Two processes are trying to run as the same PROVIDER_ID. The provider refuses to start when it detects a fresh heartbeat from another instance because running two provisioners in parallel causes races on VM creation, zvol creation, and ISO upload.

Expected fields in the error:

  • instance %q — the random UUID of the process that currently holds the lease
  • heartbeat N ago at ... — how long ago the other instance last refreshed
  • provider %q — your PROVIDER_ID

Diagnosis:

  1. Find the other instance. Match the singleton_instance_id log field across your running processes (kubectl logs, journalctl -u, docker logs, etc.). If no other process has that instance-id, it is almost certainly a stale pod that was kill -9'd before it could release.
  2. If the other instance is legitimate, stop it cleanly (SIGTERM) — the outgoing process clears the lease annotation so the successor can acquire immediately without waiting for PROVIDER_SINGLETON_STALE_AFTER to elapse.
  3. If the other instance was killed ungracefully and the heartbeat is frozen, the successor will take over automatically once PROVIDER_SINGLETON_STALE_AFTER (default 45s) passes.

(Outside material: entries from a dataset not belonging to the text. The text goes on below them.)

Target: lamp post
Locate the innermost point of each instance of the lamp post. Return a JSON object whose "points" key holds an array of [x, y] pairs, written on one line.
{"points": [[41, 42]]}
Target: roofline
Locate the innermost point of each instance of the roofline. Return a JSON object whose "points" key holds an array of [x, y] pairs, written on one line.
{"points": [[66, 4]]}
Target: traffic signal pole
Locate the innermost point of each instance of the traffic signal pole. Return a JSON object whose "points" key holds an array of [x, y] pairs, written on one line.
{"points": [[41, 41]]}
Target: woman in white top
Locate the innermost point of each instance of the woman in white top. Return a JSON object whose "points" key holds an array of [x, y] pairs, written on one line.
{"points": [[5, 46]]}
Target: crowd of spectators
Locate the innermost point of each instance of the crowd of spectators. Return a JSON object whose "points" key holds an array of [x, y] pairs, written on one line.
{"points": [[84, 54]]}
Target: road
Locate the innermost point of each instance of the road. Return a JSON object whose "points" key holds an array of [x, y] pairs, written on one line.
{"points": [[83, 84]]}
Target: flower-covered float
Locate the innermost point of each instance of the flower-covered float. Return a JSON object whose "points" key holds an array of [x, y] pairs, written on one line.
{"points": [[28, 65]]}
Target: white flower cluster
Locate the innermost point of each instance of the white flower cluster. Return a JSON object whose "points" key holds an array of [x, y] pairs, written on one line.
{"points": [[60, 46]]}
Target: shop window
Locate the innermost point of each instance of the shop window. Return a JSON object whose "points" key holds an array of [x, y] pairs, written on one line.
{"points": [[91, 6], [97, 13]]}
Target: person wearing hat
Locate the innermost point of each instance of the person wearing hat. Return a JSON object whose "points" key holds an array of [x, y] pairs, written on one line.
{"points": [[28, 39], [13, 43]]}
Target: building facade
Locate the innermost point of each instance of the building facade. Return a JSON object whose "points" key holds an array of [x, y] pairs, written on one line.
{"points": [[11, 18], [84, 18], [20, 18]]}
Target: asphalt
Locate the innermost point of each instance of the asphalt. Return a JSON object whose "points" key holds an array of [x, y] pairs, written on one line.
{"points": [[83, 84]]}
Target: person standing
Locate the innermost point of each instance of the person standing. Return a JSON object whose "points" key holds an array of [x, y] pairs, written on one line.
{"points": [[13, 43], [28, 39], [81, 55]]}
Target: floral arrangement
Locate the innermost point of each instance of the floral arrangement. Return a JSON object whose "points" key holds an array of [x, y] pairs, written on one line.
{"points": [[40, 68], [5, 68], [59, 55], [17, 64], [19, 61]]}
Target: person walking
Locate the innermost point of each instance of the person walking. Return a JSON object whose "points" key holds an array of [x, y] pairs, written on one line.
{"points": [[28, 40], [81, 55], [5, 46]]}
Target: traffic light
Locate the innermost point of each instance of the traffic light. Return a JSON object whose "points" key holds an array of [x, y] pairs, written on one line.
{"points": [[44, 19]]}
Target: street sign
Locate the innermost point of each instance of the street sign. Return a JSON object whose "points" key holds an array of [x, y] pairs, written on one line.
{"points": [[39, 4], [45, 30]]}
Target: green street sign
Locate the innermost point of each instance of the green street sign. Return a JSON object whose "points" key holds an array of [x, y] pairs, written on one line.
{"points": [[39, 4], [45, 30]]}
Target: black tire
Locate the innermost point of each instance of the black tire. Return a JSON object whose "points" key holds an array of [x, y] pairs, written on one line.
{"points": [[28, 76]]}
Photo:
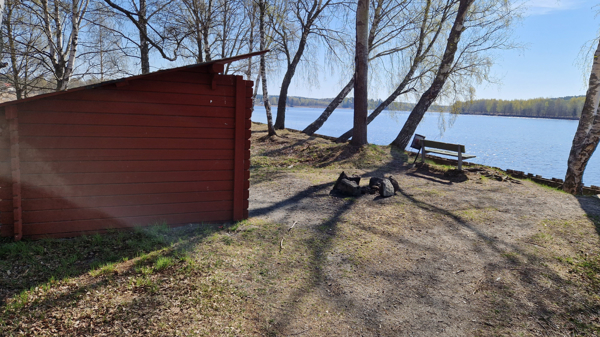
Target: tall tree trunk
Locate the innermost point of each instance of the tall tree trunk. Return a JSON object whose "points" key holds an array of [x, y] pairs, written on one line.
{"points": [[444, 71], [318, 123], [144, 46], [287, 80], [587, 135], [263, 69], [418, 57], [11, 49], [361, 95]]}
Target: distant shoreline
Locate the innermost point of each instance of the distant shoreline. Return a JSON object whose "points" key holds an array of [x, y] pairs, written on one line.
{"points": [[462, 114]]}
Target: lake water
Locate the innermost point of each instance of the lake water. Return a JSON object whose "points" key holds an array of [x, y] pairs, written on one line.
{"points": [[532, 145]]}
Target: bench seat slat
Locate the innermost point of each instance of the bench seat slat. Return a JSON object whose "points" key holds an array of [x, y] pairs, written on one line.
{"points": [[450, 153]]}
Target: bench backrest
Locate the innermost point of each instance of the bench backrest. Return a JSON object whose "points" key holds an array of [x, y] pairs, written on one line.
{"points": [[443, 146]]}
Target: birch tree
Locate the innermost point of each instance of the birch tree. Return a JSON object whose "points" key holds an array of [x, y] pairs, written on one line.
{"points": [[24, 69], [385, 16], [60, 23], [361, 98], [443, 72], [263, 68], [587, 135], [303, 19], [432, 23], [103, 53], [152, 21]]}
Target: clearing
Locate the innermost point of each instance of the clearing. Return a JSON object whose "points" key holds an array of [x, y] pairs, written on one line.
{"points": [[473, 255]]}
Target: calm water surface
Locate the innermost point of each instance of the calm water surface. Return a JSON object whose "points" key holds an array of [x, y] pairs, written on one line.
{"points": [[533, 145]]}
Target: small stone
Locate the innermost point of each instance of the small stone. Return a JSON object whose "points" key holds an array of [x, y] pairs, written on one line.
{"points": [[348, 187], [375, 182], [394, 183]]}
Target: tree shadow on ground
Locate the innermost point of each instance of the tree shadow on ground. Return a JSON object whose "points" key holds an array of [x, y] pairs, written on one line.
{"points": [[30, 264], [514, 279], [591, 206]]}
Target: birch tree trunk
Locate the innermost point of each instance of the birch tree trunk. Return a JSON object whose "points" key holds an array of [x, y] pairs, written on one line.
{"points": [[263, 69], [287, 80], [361, 96], [587, 135], [443, 72], [307, 13], [143, 32], [62, 62], [417, 59], [318, 123]]}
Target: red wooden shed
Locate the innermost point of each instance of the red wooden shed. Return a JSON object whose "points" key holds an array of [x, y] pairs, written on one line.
{"points": [[167, 146]]}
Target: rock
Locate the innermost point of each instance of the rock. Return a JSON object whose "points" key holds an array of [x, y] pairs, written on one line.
{"points": [[343, 175], [375, 182], [386, 189], [394, 183], [348, 187]]}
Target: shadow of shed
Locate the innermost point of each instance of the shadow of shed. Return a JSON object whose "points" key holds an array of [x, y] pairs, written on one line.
{"points": [[170, 146]]}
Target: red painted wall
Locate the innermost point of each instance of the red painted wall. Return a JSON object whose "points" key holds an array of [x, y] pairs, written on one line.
{"points": [[160, 147]]}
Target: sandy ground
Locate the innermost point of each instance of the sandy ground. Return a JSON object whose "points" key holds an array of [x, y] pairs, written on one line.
{"points": [[442, 257]]}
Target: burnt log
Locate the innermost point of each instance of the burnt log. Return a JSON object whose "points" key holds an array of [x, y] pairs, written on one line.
{"points": [[386, 189], [347, 187], [394, 183]]}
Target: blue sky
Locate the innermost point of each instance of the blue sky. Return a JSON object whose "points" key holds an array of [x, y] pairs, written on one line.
{"points": [[553, 33]]}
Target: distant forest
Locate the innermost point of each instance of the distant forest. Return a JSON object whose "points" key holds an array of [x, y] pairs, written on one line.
{"points": [[568, 107], [348, 103]]}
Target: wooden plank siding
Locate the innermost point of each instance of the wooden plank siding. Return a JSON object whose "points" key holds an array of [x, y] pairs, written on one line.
{"points": [[160, 148]]}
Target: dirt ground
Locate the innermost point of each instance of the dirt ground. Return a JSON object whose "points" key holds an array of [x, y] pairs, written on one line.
{"points": [[445, 256]]}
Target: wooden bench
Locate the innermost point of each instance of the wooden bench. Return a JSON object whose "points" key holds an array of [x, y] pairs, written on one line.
{"points": [[447, 149]]}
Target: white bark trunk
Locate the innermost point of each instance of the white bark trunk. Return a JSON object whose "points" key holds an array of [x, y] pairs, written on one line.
{"points": [[361, 102], [587, 135]]}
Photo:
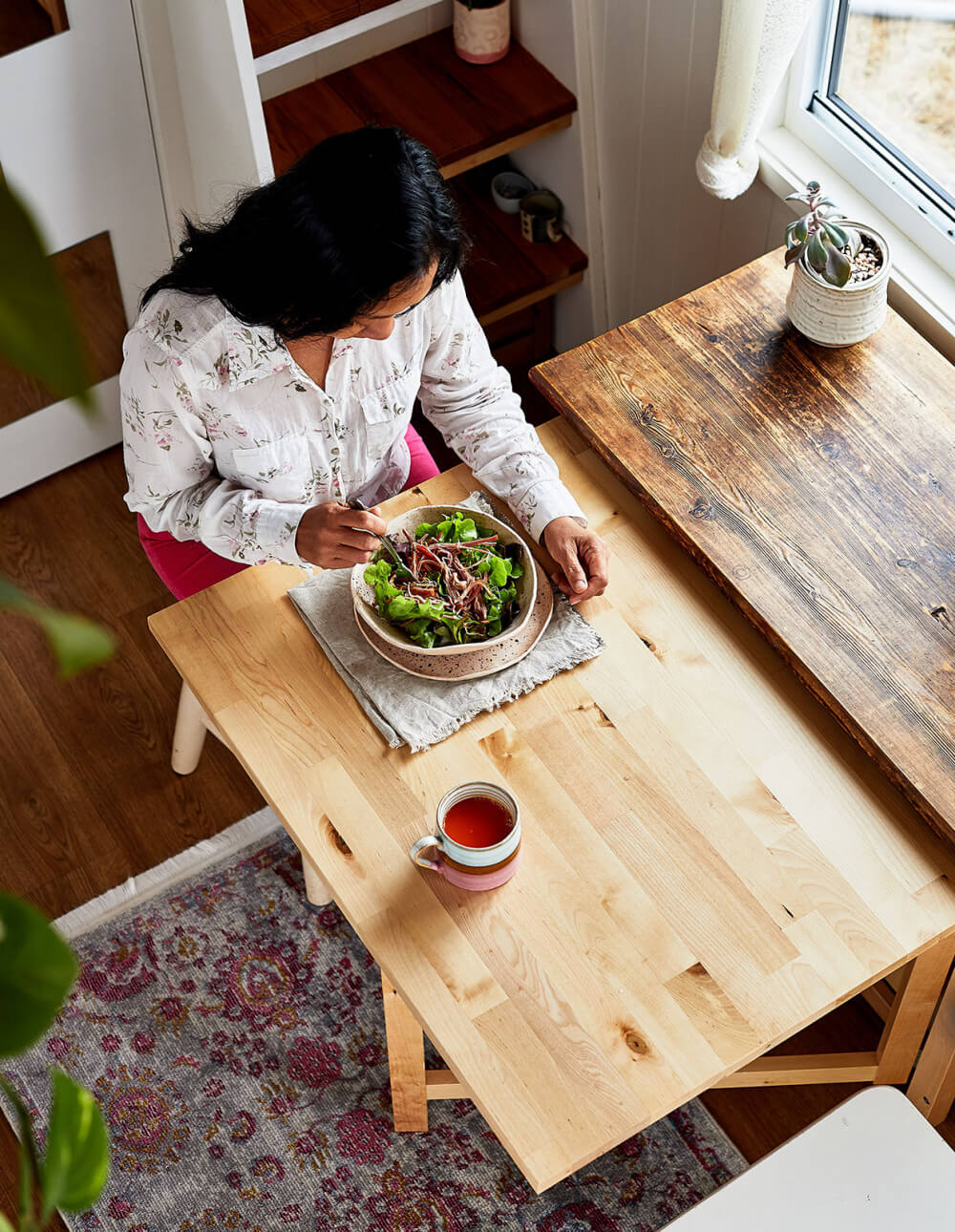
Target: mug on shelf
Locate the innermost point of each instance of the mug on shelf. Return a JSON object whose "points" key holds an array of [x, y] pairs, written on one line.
{"points": [[540, 217], [478, 840]]}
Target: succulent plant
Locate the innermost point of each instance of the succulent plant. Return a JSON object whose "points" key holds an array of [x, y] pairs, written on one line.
{"points": [[830, 247]]}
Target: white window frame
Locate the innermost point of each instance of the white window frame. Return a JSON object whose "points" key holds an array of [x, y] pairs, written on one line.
{"points": [[845, 147]]}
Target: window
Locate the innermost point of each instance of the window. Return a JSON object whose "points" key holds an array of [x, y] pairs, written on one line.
{"points": [[874, 95]]}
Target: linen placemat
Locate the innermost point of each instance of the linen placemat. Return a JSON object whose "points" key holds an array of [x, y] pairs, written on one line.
{"points": [[410, 710]]}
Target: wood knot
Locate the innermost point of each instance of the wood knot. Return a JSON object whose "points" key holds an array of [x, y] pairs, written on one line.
{"points": [[336, 840], [703, 510], [601, 716], [635, 1042]]}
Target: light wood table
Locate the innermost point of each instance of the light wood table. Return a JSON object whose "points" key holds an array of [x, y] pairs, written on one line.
{"points": [[710, 861]]}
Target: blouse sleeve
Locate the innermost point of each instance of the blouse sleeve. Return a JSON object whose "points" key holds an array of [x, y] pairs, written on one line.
{"points": [[170, 470], [468, 397]]}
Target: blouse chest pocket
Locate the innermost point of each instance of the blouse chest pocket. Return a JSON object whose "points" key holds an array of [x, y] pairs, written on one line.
{"points": [[277, 470], [385, 414]]}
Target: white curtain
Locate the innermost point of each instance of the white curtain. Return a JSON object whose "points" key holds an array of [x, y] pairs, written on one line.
{"points": [[756, 42]]}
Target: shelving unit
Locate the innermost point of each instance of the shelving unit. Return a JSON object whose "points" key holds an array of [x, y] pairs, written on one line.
{"points": [[280, 36], [466, 114], [258, 93]]}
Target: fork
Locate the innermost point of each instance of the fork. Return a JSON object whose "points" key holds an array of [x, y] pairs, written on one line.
{"points": [[383, 539]]}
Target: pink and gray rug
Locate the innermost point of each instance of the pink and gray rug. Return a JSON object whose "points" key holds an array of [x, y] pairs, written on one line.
{"points": [[234, 1040]]}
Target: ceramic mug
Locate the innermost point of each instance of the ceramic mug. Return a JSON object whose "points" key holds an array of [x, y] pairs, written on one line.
{"points": [[471, 867], [540, 217]]}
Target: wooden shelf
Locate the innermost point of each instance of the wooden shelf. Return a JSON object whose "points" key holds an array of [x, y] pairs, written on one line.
{"points": [[505, 272], [466, 114], [274, 25], [371, 15]]}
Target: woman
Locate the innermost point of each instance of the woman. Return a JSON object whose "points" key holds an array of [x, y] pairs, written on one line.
{"points": [[271, 373]]}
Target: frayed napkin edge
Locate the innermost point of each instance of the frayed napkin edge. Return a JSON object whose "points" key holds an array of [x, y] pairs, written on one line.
{"points": [[565, 664]]}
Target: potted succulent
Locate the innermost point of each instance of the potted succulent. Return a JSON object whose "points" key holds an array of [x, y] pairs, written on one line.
{"points": [[839, 272], [482, 30]]}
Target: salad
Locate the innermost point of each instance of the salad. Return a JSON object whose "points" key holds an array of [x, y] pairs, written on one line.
{"points": [[455, 584]]}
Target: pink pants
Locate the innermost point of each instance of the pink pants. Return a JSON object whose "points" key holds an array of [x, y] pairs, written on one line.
{"points": [[189, 567]]}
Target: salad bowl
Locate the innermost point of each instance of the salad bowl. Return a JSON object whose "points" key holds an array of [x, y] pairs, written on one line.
{"points": [[401, 530]]}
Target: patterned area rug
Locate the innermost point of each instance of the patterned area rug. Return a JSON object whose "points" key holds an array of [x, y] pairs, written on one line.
{"points": [[236, 1042]]}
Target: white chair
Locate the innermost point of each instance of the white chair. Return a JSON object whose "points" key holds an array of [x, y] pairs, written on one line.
{"points": [[873, 1164], [189, 738]]}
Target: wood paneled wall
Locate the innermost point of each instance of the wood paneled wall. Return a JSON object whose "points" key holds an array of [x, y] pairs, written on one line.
{"points": [[644, 77]]}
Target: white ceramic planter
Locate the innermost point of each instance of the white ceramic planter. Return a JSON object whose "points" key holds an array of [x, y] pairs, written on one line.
{"points": [[482, 34], [838, 315]]}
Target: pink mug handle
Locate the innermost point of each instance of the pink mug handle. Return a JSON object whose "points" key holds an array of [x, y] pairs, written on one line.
{"points": [[427, 841]]}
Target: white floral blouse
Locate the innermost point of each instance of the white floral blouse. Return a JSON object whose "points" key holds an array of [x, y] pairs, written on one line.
{"points": [[228, 441]]}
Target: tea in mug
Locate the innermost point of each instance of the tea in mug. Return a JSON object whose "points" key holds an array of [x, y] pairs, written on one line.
{"points": [[478, 822]]}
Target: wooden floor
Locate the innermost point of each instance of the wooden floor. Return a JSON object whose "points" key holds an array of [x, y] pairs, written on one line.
{"points": [[86, 794]]}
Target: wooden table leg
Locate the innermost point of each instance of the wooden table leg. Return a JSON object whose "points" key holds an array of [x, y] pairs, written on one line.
{"points": [[933, 1083], [406, 1061], [190, 733], [911, 1013], [318, 891]]}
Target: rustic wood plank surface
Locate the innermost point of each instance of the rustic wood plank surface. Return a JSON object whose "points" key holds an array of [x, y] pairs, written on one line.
{"points": [[812, 484], [710, 861]]}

Kubernetes rolling deploys: use strategy.type=Recreate or strategy.rollingUpdate.{maxSurge: 0, maxUnavailable: 1} so the old pod is fully terminated before the new one starts. With the default maxSurge=25% strategy the new pod can start while the old pod is still in its terminationGracePeriodSeconds, and the new pod will crashloop on the preflight check.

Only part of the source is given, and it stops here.